La historia pertenece a Abbi Gilnes, del libro homónimo ~ Personajes pertenecen a Masashi Kishimoto
Disfruten la lectura :)
Si Fueras Mío
Capítulo I
Seis meses después
Sasuke
Sabía que no debería haber venido, pero no podía seguir evitando las fiestas del prado. Tenía que empezar a comportarme como si no me molestara que Itachi y Aoi estuviesen juntos.
- Aquí tienes, hombre - Naruto puso en mi mano un vaso rojo de plástico, lleno hasta arriba de cerveza. Me dispuse a devolvérselo con una mueca - Bébetelo. Hasta yo lo necesito después de verlos a los tres.
Le agradecía que hubiese hablado lo bastante bajo como para que nadie más lo oyese. Sentía sobre mí las miradas furtivas de todo el mundo, esperaban ver cuál sería mi reacción. Habían pasado seis meses desde que Aoi me dejó por mi hermano. Ahora me resultaba más fácil verlos juntos, pero normalmente prefería mantener las distancias. Ésta era la primera vez que había tenido que presenciar a Itachi besándole el cuello, la mano, la cabeza, y cualquier parte a la que tuviesen acceso sus labios mientras hablaba con los demás y Aoi permanecía acurrucada entre sus piernas.

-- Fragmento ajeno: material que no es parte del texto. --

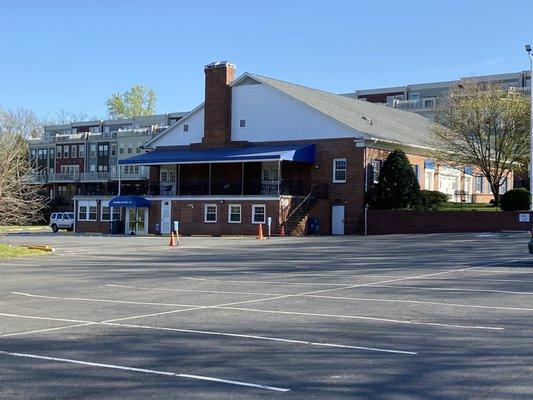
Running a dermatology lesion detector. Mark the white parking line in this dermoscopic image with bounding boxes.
[217,307,505,331]
[0,313,418,355]
[106,278,533,311]
[374,285,533,296]
[12,292,504,330]
[0,350,290,392]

Naruto tenía razón; necesitaba una copa. Me puse el vaso en los labios, eché la cabeza atrás y tomé un buen trago. Cualquier cosa con tal de distraerme de la sesión de besuqueos que tenía en frente.
- No puedo creer que no vayan a la misma universidad. Estaba convencido de que les harían un contrato de dos por uno - Shikamaru casi parecía decepcionado de que hubiese decidido matricularme en la Universidad de Florida en lugar de la de Alabama. Itachi y yo habíamos planeado jugar con el equipo de fútbol de Alabama desde los cinco años. Pero cuando Florida me ofreció una beca completa, la acepté. Necesitaba poner distancia. Aoi iría a la Universidad de Alabama con Itachi, y yo me sentía simplemente incapaz de estar allí con ellos.
- Florida le hizo una oferta fantástica. No puedes culparlo por aceptarla - explicó Itachi.
Mi hermano lo comprendía. Nunca lo mencionaba, pero sabía por qué había escogido Florida. Itachi había tenido cuidado durante mucho tiempo de no pasear delante de mis narices su relación con Aoi, pero desde la graduación se había relajado. Últimamente, cada vez que los veía, ella estaba entre sus brazos y él la miraba con esa ridícula expresión de adoración que siempre había reservado para Aoi.
- Alabama no podría con dos Uchiha. Tenemos que repartirnos un poco - respondí fijando la vista en Shikamaru antes de tomar otro trago de cerveza.
- Pero será extraño no tenerte aquí - dijo Aoi. Mierda. ¿Por qué tenía que hablar? ¿No podía quedarse ahí sentada en silencio y dejar que Itachi metiese la mano? Oír la voz de Aoi me obligó a levantar los ojos para devolverle la mirada. La curva triste que formaban sus labios hizo que despertara en mí esa vieja opresión en el pecho. Aoi era la única capaz de hacerme sentir así.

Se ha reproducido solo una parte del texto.